Luke 7:38, ‘…standing behind Him at His feet, weeping, she began to wet His feet with her tears and wiped them with the hair of her head and kissed His feet and anointed them with the ointment.’
There is so much to see here, and perhaps I will get into it in this afternoon’s live Q&A, but for now, just notice that this woman dries Jesus’ tear-washed, myrrh-anointed feet with her hair. Now, Paul tells us that long hair is the glory of a woman (1 Cor.11:15)…So, what we see here is this woman unbinding her glory and using it to wash the feet of her Lord.
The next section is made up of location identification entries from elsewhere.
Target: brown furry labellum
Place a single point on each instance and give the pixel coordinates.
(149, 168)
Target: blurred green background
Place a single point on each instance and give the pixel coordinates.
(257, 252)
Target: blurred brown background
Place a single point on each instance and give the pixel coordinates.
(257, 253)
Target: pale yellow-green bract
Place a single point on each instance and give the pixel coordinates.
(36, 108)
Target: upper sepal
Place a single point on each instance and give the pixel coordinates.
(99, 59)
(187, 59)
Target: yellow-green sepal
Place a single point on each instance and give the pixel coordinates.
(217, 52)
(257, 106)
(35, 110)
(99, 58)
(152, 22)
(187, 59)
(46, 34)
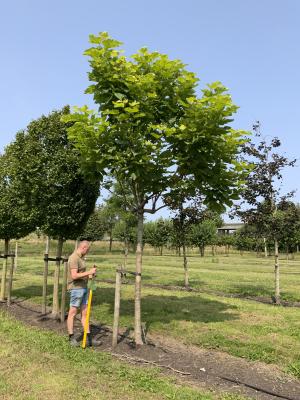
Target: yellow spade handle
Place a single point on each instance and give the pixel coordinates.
(87, 320)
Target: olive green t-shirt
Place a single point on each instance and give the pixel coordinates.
(76, 261)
Her glory, her splendor, her radiance, her beauty—THIS she pours out, as it were, over the feet of Jesus.
And so for us, we too, in the overflow of love resulting from a recognition of the glory of our forgiving God, ought to see OUR glory unbound and poured out over Jesus’ ‘feet’…over the needy and the broken, over the small and forgotten, over the unlovely and undesirable who are part of His own Body.
And don’t miss that the tears that wash Jesus’ feet and the ointment with which they are anointed both point to the sorrows that these same feet will bear on the cross in order to secure the forgiveness over which this woman now weeps with Joy…
And yes, I do think her weeping is a weeping of joy. Why? Well, I’ll write out for you what I think is happening in this scene. It might be a little long, but I think it’s worth considering…
So — Why would a ‘woman of the city’ (i.e., a prostitute) come into the home of a respected religious leader? And why would she come bringing expensive ointment? And why is Jesus’ response to her ‘your sins are forgiven, go in peace’ (v.48,50)? Here’s a possible answer:
This woman, a notorious prostitute, had heard that Jesus was forgiving sins (Luke 5:20) and thought that perhaps he would forgive her lifetime of sinning as well. She takes the jar of expensive ointment because in her world, you pay for favors, and she knows no better. Perhaps this gift—this respectable thing she has purchased with the labors for which she is ashamed—perhaps it will secure forgiveness for her?
She emboldens herself to enter the Pharisee’s home and purchase her forgiveness…but the moment she enters she is nearly drowned in the sure conviction that her sins ARE forgiven (note that Jesus says all the love she shows in this chapter is a RESULT of her many sins being forgiven, 7:47). She is, I think, overcome with relief and wonder and joy and so falls at Jesus’ feet weeping over the release of her years-long burden. But then, seeing that she is soaking his feet with her tears, she takes what is nearest—her own hair—and dries them off before, in the freedom of her newfound forgiveness, she pours out the ointment (the very thing she was going to use to purchase her forgiveness) as an offering of praise over his feet…and so the ointment—whose very existence is a witness to the sinful life that enabled her to purchase it in the first place—becomes an outpoured song of worship to the one who forgave all her sins, redeemed her from the pit she had crawled into, and crowned her with His own steadfast love.
It seems to me that something like that may be going on here. But, as I said, that is speculative. The first part (her washing of Christ’s feet with her glory) is rooted in the text itself and is more sure.